Streitig ist die Gewährung von Prozesskostenhilfe für ein Klageverfahren um Leistungen nach dem Bundeselterngeld- und Elternzeitgesetz (BEEG).
Die am 00.00.1974 geborene Klägerin ist marokkanische Staatsangehörige. Sie beantragte am 26.06.2018 – im Bezug von Leistungen nach dem Zweiten Buch Sozialgesetzbuch (SGB II) stehend – Elterngeld für ihr am 00.11.2017 geborenes Kind B für den 3. bis 14. Lebensmonat. Die Beklagte gewährte mit Bescheid vom 30.08.2018 Elterngeld für den 4. bis 10. Lebensmonat und – nach Eingang eines bis zum 04.02.2021 gültigen Aufenthaltstitels – mit Bescheid vom 27.03.2019 Elterngeld für den 11. bis 14. Lebensmonat in Höhe von 300,00 EUR monatlich. Die Nachzahlung in Höhe von 1.200,00 EUR werde vorerst einbehalten. Über die Behandlung der Nachzahlung erhalte die Klägerin weitere Nachricht. Mit Schreiben vom selben Datum teilte die Beklagte dem Jobcenter F, das mit Schreiben vom 19.10.2018 gegenüber der Beklagten einen Erstattungsanspruch geltend gemacht hatte, die Höhe des Nachzahlungsanspruchs mit und bat um Geltendmachung etwaiger Erstattungsansprüche bis zum 18.04.2019. Das Jobcenter machte sodann einen Erstattungsanspruch in Höhe von 1.080,00 EUR geltend, obwohl es für den Zeitraum Oktober 2018 bis März 2019 bisher Leistungen unter Anrechnung von Elterngeld erbracht hatte. Mit Bescheid vom 05.04.2019 teilte die Beklagte der Klägerin mit, dass von der einbehaltenen Nachzahlung in Höhe von 1.200,00 EUR 1.080,00 EUR an das Jobcenter und der Differenzbetrag an die Klägerin ausgezahlt werde.

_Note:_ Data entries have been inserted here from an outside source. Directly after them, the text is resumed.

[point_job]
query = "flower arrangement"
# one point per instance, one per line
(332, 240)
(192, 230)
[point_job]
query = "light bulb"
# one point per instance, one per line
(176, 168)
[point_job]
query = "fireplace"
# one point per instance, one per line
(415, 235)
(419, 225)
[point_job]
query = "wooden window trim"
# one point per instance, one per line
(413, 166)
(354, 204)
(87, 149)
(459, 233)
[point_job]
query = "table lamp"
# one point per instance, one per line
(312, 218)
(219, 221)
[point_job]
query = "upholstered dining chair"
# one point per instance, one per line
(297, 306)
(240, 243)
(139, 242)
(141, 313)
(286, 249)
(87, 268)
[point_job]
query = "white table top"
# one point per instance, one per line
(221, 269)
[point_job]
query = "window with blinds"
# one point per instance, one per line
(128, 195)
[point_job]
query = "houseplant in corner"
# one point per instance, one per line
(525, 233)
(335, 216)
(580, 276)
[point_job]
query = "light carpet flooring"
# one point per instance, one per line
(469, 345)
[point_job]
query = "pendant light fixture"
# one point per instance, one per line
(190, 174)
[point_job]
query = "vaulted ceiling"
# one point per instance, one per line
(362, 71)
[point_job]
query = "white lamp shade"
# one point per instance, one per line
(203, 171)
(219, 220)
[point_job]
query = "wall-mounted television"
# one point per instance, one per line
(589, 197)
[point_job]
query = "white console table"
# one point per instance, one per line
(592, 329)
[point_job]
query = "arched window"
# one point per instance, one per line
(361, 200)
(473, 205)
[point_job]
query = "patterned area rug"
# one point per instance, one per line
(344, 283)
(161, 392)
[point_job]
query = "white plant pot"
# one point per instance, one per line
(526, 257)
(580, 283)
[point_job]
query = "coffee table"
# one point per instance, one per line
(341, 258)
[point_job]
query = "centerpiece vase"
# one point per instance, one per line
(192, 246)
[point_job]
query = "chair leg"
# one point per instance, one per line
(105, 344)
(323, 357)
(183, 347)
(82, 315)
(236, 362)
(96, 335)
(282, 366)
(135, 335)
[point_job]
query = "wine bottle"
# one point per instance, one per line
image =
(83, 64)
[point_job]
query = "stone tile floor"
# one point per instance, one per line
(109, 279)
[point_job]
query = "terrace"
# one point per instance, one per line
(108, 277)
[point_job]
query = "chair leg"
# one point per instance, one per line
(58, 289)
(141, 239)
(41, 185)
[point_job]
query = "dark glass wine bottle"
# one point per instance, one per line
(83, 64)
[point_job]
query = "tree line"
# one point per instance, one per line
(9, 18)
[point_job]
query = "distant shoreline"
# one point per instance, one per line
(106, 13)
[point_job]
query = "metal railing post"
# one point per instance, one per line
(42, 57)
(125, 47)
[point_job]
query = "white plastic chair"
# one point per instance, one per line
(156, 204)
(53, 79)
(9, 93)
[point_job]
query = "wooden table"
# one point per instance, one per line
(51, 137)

Mit Schreiben vom 26.04.2019 legte die Klägerin gegen die Bescheide vom 27.03.2019 und 05.04.2019 Widerspruch ein. Ein Erstattungsanspruch des Jobcenters bestehe nicht, da sie in der streitgegenständlichen Zeit von September 2018 bis Dezember 2018 Leistungen unter Anrechnung von Elterngeld erhalten habe.
Mit Änderungsbescheid vom 09.07.2019 bewilligte das Jobcenter Leistungen nach dem SGB II für den Zeitraum Oktober 2018 bis März 2019 u.a. ohne Anrechnung von Elterngeld bewilligt wurden und erbrachte dem entsprechend ergänzende Leistungen an die Klägerin.

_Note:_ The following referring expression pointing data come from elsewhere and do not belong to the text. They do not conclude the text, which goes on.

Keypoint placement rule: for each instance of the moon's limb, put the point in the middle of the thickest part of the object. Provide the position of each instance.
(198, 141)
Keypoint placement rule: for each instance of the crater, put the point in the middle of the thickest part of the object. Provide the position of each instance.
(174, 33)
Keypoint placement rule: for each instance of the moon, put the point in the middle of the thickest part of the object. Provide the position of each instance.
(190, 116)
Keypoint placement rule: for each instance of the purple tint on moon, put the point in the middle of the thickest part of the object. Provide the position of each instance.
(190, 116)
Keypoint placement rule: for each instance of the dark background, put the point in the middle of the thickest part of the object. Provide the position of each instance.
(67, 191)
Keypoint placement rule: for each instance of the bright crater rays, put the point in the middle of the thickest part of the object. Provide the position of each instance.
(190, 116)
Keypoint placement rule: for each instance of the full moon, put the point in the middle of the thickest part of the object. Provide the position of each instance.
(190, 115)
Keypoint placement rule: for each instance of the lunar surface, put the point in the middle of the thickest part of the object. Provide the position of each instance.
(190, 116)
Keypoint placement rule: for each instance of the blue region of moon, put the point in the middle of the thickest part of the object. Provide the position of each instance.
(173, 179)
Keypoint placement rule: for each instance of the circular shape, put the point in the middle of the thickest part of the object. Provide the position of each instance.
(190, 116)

Mit Schreiben vom 12.08.2019 bat die Beklagte daraufhin unter Verweis auf die Leistungsbewilligung durch das Jobcenter die Klägerin um Mitteilung, ob der Widerspruch aufrechterhalten werde. Die bereits zu diesem Zeitpunkt rechtsanwaltlich vertretene Klägerin teilte dazu mit, dass ihr keine Nachricht über die Änderung der Jobcenterbescheide zugegangen sei und sie ihren Widerspruch aufrechterhalte.
Der Widerspruch wurde sodann mit Widerspruchsbescheid vom 29.01.2020 zurückgewiesen.
Die Klägerin hat am 20.02.2020 Klage vor dem Sozialgericht (SG) Duisburg erhoben und Prozesskostenhilfe beantragt. Die angefochtenen Bescheide seien aufzuheben und die Nachzahlung in Höhe von 1.080,00 EUR an sie zu leisten. Der Erstattungsanspruch sei bei Erlass der Bescheide noch nicht entstanden gewesen. Auch habe die Beklagte pflichtwidrig nicht ermittelt, ob ihr die mit Bescheid vom 09.07.2019 nachträglich bewilligte Leistung zugeflossen sei
Das SG hat den Antrag auf Bewilligung von Prozesskostenhilfe und Beiordnung eines Rechtsanwalts mit Beschluss vom 08.07.2020 abgelehnt. Es fehle bereits an einer schlüssigen Klage. Das Jobcenter habe der Klägerin mit Bescheid vom 09.07.2019 Leistungen ohne Anrechnung von Elterngeld bewilligt. Es sei weder vorgetragen noch ersichtlich, dass das Jobcenter diese Leistungen nicht erbracht habe. Die Rechtsverfolgung sei zudem mutwillig. Ein nicht bedürftiger Rechtssuchender würde Leistungen, die er aller Voraussicht nach nicht auf Dauer behalten könne, nicht einklagen.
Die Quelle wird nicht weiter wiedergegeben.